Thailand aims to be Southeast Asia’s power-trading middleman

Thailand aims to be Southeast Asia’s power-trading middleman

Thailand is jump starting a decades-old plan to create a Southeast Asia electricity super-grid. (Reuters file photo)
Thailand is jump starting a decades-old plan to create a Southeast Asia electricity super-grid. (Reuters file photo)

Thailand is jump starting a decades-old plan to create a Southeast Asia electricity super-grid, and wants to be the power-trading hub at the centre of it.

The nation is set to triple the amount of electricity from Laos that it resells to Malaysia, while encouraging infrastructure upgrades stretching from Cambodia to Myanmar necessary for cross-border power trading, said Wattanapong Kurovat, director general of the country’s energy policy and planning office. The moves are part of Energy Minister Sontirat Sontijirawong’s efforts to make Thailand’s power system cleaner, cheaper and more efficient.

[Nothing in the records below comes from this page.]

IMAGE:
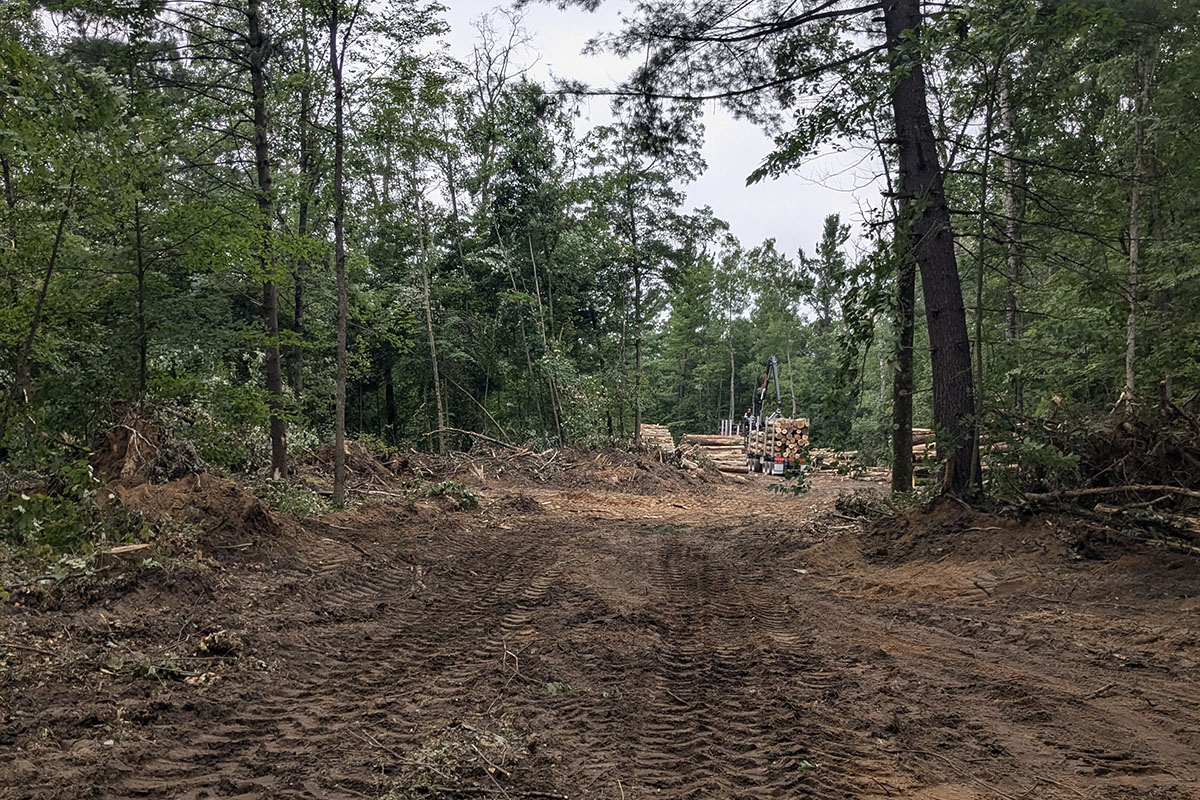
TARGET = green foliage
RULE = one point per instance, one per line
(466, 497)
(72, 513)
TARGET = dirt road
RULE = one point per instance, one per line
(714, 642)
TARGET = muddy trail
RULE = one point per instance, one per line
(706, 642)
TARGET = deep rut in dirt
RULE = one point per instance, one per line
(615, 647)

The trade is simple, Mr Wattanapong said. Thailand would buy more electricity for its own national grid from Laos, which generates more than it needs from dams along the Mekong River and its tributaries. It would then have excess power in its own national grid that it could sell into Malaysia, Cambodia or Myanmar.

“We’re trying to move quickly to become the centre of the region’s power grid,” Mr Wattanapong said in an interview in Bangkok. “We already have the capacity and the infrastructure to support the vision to become the regional hub.”

The idea of connecting power plants and customers across Southeast Asia has been pursued for more than 20 years, but stymied by issues including lack of government coordination and infrastructure funding.

International grids are rare outside Europe, and require solving technical and legal hurdles in addition to building expensive infrastructure. The benefits of success include increased energy security and opportunities to develop untapped renewable resources, according to the International Energy Agency.

Hub Benefits

Thailand already has existing grid interconnection with Laos and Malaysia. Since last year, Malaysia has been buying 100 megawatts from Laos through Thailand, and is looking to increase the volume to 300 megawatts, Mr Wattanapong said. As well, border towns in Cambodia and Myanmar have been buying small amounts of electricity from Thailand, but infrastructure upgrades are needed to reach the scale comparable to connections with Laos and Malaysia, he said.

Being a hub would bring myriad benefits, Mr Wattanapong said. Thailand could earn additional revenue from transmitting electricity across its power lines, address occasional capacity oversupply, and make better use of its existing infrastructure and power plants. By using its grid more efficiently, the cost of electricity in Thailand would be cheaper over the long-term, he said.

Thailand could help spur movement toward a regional system by signing different bilateral deals with its neighbours, which would be easier than trying to negotiate a larger agreement all at once, said Bikal Pokharel, research director for Asia-Pacific power and renewables at Wood Mackenzie Ltd.

Improved interconnection could justify building large renewable projects in developing countries that otherwise wouldn’t have demand to use them, such as hydropower in Laos or wind power in Vietnam, according to a 2017 IEA report.

Harmonisation, investments

“Thailand’s push for regional energy trading could be a step to increase security of supply and system resiliency, particularly as falling costs and higher government targets increase the volume of variable renewable energy generation in the Asean region,” said Caroline Chua, a BNEF analyst covering Southeast Asian power markets. “However, scaling up interconnection will require further regulatory harmonization and grid infrastructure investments which can be costly.”

Meanwhile, Thailand’s new minister is looking to revise its so-called Power Development Plan, a national energy guideline, and that could mean more renewable energy and electricity from small generators.

By the end of 2037, about one-quarter of Thailand’s electricity would come from so-called very small power producers, according to the plan. They would mostly generate electricity from biomass and solar plants for community use, and sell surplus power to the grid.

The country would also double the share of renewable energy and reduce shares of electricity generated from coal and natural gas, although the latter would remain the country’s largest energy source.